The most rational explanation that I have for my attachment is that it’s an earnestly innocent song–and I was about to begin a new life stage. This squeaky clean take on teenagerhood from thirty years ago may have helped ease whatever jitters I had.

It stood out in the blizzard of media that I traversed on that summer vacation from school. Back then, I slept all day and stayed up all night and learned the ways of the introvert, mostly solitary, but never “lonely”. I was simultaneously detached from the world and furiously (obsessively) plugged into it through newspapers and airwaves.

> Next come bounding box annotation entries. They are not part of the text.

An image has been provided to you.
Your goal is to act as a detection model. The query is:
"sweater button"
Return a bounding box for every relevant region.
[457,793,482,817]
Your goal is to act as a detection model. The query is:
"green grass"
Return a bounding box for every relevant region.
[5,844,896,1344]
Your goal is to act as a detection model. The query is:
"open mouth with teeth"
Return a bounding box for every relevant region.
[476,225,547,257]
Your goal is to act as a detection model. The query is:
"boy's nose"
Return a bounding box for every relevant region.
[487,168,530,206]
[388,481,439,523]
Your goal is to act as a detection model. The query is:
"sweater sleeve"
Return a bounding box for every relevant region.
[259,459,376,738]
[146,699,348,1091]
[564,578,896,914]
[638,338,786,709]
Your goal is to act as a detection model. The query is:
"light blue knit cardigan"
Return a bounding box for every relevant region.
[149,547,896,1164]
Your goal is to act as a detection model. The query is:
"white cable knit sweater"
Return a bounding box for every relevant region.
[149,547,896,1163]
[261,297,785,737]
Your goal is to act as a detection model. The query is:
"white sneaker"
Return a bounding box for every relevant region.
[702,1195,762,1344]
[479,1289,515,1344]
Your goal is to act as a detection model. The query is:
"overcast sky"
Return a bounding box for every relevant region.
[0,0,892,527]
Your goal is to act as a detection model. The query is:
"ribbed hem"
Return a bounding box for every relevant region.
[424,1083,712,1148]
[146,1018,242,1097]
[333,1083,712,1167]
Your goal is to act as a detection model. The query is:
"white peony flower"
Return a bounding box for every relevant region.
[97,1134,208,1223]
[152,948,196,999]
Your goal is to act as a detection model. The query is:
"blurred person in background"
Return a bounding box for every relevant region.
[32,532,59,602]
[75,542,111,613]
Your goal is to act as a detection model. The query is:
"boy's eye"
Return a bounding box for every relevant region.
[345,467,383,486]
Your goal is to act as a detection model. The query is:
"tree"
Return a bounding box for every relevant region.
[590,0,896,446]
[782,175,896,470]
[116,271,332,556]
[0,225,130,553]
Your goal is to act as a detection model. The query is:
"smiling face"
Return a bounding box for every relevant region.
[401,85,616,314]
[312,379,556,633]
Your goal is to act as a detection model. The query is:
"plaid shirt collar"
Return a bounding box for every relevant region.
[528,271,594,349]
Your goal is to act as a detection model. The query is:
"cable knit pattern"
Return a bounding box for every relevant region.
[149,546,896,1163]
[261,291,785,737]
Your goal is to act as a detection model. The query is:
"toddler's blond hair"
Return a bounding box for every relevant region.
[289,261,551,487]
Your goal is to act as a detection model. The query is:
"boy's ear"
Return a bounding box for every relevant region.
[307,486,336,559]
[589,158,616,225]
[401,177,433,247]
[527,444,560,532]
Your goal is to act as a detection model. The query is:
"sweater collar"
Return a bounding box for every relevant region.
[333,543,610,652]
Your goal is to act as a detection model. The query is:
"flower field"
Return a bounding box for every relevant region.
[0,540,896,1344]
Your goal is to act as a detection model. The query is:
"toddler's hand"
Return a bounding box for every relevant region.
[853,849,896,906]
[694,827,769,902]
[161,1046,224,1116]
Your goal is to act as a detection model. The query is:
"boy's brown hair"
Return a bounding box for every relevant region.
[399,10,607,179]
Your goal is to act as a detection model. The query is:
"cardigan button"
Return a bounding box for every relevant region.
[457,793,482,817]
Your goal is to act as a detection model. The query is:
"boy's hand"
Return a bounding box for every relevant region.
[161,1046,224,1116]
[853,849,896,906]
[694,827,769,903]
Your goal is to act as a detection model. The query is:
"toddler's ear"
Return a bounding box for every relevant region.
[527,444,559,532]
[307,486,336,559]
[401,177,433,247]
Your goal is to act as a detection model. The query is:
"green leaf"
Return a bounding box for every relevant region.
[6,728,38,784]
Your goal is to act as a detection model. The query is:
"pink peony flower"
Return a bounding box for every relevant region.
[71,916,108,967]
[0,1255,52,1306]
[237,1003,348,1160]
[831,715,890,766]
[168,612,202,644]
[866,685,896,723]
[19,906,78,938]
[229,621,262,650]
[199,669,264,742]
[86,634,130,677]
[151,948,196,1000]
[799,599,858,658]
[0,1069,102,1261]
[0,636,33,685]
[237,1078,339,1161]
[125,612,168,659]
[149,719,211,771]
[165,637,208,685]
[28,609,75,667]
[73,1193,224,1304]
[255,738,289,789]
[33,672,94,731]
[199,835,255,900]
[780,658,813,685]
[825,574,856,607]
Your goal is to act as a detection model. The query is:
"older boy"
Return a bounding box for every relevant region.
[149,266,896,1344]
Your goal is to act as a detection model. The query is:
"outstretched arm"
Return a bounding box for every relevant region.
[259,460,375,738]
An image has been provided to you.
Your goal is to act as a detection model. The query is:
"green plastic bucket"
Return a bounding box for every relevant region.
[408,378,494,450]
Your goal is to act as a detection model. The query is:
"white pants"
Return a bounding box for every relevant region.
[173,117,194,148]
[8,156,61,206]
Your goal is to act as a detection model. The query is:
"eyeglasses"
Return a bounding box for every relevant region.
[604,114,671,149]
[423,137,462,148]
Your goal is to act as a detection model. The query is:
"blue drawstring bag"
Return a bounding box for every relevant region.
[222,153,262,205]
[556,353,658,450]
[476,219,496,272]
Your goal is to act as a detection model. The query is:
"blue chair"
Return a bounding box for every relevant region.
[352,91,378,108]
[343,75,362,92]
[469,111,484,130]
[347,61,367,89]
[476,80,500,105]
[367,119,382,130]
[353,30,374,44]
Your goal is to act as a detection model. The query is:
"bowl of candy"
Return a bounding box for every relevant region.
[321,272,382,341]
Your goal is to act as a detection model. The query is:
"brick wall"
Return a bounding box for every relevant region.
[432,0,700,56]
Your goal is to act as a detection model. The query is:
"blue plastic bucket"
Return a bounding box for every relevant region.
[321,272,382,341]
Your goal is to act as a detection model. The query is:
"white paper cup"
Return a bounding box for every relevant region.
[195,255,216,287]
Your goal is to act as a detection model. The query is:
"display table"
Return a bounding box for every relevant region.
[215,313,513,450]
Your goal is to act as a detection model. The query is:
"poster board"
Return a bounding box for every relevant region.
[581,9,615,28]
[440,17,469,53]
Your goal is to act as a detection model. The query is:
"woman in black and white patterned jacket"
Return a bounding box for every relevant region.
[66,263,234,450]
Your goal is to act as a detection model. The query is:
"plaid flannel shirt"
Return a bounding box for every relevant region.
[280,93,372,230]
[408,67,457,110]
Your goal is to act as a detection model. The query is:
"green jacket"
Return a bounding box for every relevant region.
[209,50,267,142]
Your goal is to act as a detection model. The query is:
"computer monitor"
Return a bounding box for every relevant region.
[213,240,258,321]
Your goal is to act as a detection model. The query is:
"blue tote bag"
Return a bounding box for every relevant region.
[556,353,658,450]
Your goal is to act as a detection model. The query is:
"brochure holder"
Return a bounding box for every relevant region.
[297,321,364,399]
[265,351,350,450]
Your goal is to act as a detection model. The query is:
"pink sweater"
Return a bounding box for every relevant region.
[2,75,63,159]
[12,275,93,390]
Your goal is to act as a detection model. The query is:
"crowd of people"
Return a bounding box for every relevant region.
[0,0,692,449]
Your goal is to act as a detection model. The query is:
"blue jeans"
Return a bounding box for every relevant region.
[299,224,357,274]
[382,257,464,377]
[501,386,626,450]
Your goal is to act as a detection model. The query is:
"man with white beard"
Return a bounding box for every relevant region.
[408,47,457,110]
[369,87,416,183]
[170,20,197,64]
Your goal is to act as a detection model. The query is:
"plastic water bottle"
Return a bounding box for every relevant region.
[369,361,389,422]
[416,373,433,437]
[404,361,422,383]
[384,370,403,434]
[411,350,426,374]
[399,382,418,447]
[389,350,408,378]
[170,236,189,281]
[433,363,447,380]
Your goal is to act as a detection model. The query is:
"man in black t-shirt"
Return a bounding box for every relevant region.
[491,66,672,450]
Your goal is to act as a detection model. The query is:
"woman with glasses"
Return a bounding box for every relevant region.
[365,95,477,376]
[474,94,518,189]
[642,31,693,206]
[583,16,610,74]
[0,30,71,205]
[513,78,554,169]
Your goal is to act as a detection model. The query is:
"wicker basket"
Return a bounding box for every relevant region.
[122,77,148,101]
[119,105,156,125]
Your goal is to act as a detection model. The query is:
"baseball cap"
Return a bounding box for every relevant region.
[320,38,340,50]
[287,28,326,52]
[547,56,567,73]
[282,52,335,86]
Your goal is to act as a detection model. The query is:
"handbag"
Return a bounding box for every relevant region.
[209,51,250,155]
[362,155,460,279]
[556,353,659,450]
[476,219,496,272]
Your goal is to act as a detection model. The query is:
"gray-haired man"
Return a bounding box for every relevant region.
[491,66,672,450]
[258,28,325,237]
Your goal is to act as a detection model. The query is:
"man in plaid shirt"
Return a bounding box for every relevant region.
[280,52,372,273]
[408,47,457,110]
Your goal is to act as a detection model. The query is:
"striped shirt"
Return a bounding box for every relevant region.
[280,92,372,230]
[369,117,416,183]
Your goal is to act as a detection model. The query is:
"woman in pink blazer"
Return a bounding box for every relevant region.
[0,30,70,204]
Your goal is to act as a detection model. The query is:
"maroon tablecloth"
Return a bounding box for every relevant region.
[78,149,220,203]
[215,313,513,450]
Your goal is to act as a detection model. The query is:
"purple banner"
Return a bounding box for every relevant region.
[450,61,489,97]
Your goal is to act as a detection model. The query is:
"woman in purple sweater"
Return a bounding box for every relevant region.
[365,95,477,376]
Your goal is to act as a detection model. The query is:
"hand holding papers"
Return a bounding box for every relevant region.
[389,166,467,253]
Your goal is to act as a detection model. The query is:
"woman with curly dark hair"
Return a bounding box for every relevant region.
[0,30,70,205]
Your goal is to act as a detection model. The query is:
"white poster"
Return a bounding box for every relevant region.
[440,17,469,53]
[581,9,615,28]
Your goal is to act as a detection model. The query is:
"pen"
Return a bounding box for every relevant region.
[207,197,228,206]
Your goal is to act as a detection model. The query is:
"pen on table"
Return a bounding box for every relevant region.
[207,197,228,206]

I thought a lot about the transmission of things. By that I mean the media that we receive and how we receive it and then what we do with it afterward. Back then, I didn’t have the words for it and only a clumsy concept of it in my undercooked teenage brain, but it was when I first got a hint of a whisper of an inkling that media is not a passive experience (or it wasn’t for me, at least). It’s not a thing that just happens to you. It’s not just “escape” and it’s not just entertainment. No, it’s one half of a conversation and you supply the other half.

That’s what this whole website is about.

“Popsicles and Icicles” talked to me and then I talked back. Looks like I’m still talking back.

Two other ideas that I got into that summer and to which I still subscribe:

1) Old things aren’t dead things.

2) Sometimes the things that mean the most to you can be very modest and be found in the most modest places. So, if you enjoy digging, keep doing it because kicks are everywhere.


In addition to being a cool song, “Popsicles and Icicles” was also a mystery to me for some years because I didn’t know who did it. If the DJ ever said the group’s name, I missed it and the song was not in heavy rotation on KLUV. Pre-internet problems, kids.

I always kept a blank tape in my little portable radio/cassette recorder and I managed to capture about 4/5s of the song that first time I heard it (I think that I hit record in the middle of the first chorus), but that fragment was all that I had.

For all I knew, the song was beamed down from aliens and not of this world.

However, it was of this world.

It had a writer and his name was David Gates. He would go on to write songs for Elvis Presley and The Monkees (“Saturday’s Child”, one of their early best), but would achieve his biggest fame as one of the lead singers and main creative forces of the 70s soft-rock group Bread, where he would continue to make hearts flutter with songs such as “Everything I Own” and “Make It With You”. How many 1970s children were conceived with a David Gates song oozing out of a silver stereo with glowing tuner lights?

It also had a producer and his name was Kim Fowley, one of the most colorful cult figures in American pop music from the early 60s and through the punk and new wave eras and beyond. He scored a few hits, but mostly operated on the fringes. Fowley was like a lizard crawling in the crevices of the Los Angeles rock scene. He Godfather’d one of this site’s favorite groups, The Quick, along with The Runaways and many more. There are plenty of seedy stories about him from way back. Fowley was a weird combination of huckster and artist, but when you see his name in the credits on a record in a used vinyl bin, you buy it. It’s probably good. His solo albums are also nicely fucked.

As for The Murmaids themselves, they pretty much got screwed. Their names were Carol and Terry Fischer (sisters) and Sally Gordon and they were all teenagers. The Fischer sisters had parents with deep roots in the music industry. Their father, Carl Fischer, was a songwriter who came up with a few hits for Frankie Laine. Their mother was an old-school big band singer. None of that pedigree though prepared them for a business that saw them as merely pretty voices to use up and then discard. “Popsicles and Icicles” was a hit, but they barely got paid.

They didn’t even get a bone thrown to them on the B-side. On my 45, the flipside is an instrumental called “Huntington Flats”, an organ heavy piece of 60s game show music credited to Kim Fowley as the writer and “The Murmaids Band” as the performer.

2 Replies to “Things I Will Keep #21: THE MURMAIDS, “Popsicles and Icicles””

  1. My wife was putting icecicles on our tree when I mentioned this song from my youth. She never heard it and was astounded I knew the words. Always one of my favorites.